Step 4: Final Prognosis (Eternal Solution) : It Gets Buried and Lives…
Worthless, lifeless grains, left to ourselves, we end up being “trampled on” (Luke 8:5), a death to no avail. We have no hope unless, as Jesus made abundantly clear, he would be planted into the ground, “lifted up” (John 3:15) on the tree of the cross, and then “lifted up from the earth” (v. 32) in the harvest of his resurrection, drawing all people to himself. He is the seed that gets planted into the ground, the One, who was “crucified, died, and was buried, (who) descended to the dead,…(and) on the third day he rose again,” becoming “the eternal salvation for all who obey him” (Heb. 5:9). Jesus would love God and us more than his own life, would take our death which he did not deserve and give us his life which we did not deserve. For that he is “glorified” (v. 28), and the “eternal life” (v. 25) which he keeps by rising for the dead, he gives to us. How fruitful is that!

Step 5: Advanced Prognosis (Internal Solution) : Gets Transformed…

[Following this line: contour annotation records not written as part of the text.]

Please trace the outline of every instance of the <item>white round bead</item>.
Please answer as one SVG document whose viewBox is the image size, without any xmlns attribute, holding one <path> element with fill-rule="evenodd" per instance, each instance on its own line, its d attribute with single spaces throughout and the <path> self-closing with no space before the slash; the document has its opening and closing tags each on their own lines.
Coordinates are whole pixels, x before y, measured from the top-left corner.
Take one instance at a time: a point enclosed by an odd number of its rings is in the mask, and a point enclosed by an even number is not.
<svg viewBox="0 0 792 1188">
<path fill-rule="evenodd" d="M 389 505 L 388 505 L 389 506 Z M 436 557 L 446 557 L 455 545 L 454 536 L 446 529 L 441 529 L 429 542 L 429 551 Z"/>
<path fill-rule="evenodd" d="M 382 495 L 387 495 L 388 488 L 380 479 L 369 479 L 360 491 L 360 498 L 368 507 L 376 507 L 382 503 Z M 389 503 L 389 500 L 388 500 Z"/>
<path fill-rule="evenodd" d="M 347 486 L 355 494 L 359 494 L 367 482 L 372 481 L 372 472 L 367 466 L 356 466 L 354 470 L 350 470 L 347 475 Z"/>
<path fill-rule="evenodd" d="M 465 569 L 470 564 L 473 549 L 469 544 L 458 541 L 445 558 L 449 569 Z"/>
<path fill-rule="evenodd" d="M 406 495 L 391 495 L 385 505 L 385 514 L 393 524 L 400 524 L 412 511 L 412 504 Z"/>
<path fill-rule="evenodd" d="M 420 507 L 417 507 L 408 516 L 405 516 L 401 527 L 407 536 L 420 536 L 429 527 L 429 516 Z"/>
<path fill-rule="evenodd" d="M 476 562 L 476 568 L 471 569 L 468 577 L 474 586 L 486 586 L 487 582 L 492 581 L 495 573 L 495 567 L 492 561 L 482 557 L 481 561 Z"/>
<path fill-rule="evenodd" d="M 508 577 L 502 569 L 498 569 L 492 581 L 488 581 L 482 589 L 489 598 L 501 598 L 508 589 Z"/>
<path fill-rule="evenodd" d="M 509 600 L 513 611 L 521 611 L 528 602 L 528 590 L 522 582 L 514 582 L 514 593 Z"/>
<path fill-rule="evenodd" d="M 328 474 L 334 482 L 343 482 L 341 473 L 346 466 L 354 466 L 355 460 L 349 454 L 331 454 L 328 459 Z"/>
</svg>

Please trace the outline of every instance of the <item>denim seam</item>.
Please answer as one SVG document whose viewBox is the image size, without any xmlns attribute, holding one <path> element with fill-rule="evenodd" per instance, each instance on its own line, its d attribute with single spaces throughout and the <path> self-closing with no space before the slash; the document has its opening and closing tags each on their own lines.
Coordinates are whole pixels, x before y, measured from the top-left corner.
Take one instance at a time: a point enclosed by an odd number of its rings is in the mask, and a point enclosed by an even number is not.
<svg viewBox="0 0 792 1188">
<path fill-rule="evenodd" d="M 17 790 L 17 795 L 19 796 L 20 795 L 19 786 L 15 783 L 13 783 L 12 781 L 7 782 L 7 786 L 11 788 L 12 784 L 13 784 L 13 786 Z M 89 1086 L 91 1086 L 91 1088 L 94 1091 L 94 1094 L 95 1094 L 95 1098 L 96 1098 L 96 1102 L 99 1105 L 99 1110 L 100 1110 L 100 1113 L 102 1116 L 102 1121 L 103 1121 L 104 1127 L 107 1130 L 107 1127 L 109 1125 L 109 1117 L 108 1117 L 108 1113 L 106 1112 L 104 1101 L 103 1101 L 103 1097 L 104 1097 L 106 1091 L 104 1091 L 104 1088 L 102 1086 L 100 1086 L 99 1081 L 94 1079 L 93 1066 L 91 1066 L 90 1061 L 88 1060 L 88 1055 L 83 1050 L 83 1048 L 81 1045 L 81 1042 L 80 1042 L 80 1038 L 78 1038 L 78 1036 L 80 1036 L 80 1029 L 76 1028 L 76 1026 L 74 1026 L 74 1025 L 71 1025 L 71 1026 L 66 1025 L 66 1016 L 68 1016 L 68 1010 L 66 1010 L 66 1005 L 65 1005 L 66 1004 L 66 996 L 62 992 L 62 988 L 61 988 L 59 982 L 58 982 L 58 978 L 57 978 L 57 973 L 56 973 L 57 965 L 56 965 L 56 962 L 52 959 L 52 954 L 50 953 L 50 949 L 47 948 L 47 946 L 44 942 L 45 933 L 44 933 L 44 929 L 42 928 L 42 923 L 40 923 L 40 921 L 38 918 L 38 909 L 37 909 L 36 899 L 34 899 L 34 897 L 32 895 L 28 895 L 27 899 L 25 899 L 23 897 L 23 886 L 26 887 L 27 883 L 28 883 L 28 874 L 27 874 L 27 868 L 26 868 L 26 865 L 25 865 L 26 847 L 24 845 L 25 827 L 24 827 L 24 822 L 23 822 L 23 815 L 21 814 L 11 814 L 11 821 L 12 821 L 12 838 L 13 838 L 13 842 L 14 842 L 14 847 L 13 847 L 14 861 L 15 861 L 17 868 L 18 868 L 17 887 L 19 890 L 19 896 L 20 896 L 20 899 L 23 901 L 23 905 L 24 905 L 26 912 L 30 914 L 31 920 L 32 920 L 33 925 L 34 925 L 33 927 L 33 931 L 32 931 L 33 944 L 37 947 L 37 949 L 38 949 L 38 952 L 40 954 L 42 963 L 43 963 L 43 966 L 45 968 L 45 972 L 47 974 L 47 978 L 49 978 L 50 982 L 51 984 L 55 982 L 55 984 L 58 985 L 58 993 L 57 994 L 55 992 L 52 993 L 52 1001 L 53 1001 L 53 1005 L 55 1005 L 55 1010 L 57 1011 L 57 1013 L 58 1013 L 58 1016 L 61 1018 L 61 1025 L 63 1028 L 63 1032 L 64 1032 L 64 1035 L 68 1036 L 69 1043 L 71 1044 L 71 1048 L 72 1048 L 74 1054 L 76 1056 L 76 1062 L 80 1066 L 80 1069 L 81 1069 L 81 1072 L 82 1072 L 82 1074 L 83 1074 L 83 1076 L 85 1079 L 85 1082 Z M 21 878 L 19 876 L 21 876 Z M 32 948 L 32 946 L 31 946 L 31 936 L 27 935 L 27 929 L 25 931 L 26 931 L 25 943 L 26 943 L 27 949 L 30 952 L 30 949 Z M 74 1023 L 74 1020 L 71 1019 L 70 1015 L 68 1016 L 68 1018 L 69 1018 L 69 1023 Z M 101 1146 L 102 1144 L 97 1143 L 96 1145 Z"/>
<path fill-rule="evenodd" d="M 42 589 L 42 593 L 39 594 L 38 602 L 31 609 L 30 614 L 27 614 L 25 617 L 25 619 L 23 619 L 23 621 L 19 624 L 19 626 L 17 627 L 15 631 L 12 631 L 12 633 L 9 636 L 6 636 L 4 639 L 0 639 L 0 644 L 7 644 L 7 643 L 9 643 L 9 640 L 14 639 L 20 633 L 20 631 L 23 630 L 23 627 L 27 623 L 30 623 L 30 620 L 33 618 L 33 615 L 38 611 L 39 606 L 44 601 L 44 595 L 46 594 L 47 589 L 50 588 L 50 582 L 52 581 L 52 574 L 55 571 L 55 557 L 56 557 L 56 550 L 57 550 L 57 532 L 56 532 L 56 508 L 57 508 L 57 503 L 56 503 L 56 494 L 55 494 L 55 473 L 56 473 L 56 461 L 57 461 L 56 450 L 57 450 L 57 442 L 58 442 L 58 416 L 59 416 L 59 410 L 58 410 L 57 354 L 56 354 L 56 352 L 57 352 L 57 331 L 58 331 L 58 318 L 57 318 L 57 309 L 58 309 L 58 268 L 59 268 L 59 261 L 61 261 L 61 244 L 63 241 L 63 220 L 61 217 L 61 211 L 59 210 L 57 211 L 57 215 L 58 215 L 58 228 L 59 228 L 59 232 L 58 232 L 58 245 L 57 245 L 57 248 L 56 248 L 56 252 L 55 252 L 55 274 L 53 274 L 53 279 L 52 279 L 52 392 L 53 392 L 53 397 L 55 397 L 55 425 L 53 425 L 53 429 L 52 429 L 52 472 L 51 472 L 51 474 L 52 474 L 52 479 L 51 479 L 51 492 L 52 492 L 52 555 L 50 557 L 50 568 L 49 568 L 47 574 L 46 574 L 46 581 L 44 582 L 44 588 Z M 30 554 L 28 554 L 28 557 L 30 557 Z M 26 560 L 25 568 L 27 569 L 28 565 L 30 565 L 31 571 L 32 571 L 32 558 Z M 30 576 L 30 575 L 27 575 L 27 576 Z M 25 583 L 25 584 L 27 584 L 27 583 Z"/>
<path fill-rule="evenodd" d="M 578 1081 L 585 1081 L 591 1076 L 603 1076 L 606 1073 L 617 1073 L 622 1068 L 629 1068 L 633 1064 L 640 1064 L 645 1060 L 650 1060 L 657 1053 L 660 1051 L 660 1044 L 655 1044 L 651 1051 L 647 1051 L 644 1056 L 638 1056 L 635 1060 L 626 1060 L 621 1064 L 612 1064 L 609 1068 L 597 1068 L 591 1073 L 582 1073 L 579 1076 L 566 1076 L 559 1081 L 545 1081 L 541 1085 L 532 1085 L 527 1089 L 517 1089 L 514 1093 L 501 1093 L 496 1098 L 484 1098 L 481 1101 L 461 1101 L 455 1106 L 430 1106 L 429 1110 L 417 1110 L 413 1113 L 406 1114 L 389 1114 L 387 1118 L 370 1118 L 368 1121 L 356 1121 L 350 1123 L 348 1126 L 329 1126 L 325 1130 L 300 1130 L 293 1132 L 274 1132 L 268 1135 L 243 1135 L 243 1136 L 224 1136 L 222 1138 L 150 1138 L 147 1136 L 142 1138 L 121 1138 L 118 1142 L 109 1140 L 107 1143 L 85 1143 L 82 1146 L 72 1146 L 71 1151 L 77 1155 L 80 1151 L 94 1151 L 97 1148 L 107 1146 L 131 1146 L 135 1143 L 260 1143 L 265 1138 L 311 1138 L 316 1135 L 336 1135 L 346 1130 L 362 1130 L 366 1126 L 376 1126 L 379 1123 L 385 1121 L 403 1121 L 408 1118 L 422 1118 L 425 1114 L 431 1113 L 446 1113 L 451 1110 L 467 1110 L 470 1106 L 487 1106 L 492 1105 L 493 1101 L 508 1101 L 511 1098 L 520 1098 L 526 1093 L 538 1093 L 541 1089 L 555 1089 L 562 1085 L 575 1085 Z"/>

Following him, then, means that the servant takes on the image of her Lord, by a dying and rising, as she gets “a new and free spirit” (Ps. 51:10). The grains of wheat that we are, who believe in him, get to die and rise with him, transformed by our baptism, where our sinful gets drowned (buried) in his death, when we become a new self, emerging in his likeness. The grains of wheat that we are, who believe in him, we get to feed off him in the Eucharist, the Bread of Life, transformed into new beings, alive and whole as he is. Any death that we suffer that looks like his is destined to turn out like his, a resurrection from the dead. St. Paul, when he was facing death, wrote that “while we live, we are always being given up to death for Jesus’ sake, so that the life of Jesus may also be made visible in our bodies” (2 Cor. 4:11). He then went on to write, “So we do not lose heart. Even though our outer nature is wasting away, our inner nature is being renewed day by day” (2 Cor. 4:16), a grain of wheat transformed.

Step 6: Final Prognosis (External Solution) : Bearing Fruit
So, in Jesus our losses become our gains, as we follow him, suffering through repentance, bearing the judgment of the world, overcoming the evil one (v. 31), drawn to the one who was “lifted up” (v. 32), the resurrected and ascended One, the Grain who is now more than one. We have become the community of Jesus, bread for the world, light in the darkness (John 12:35-36), losing our life for his sake, for the world’s sake, never wasting, always growing and bearing the fruits of peace and joy and hope, signs to the world of the never-ending story that a seed planted into the ground and then dying saves the world.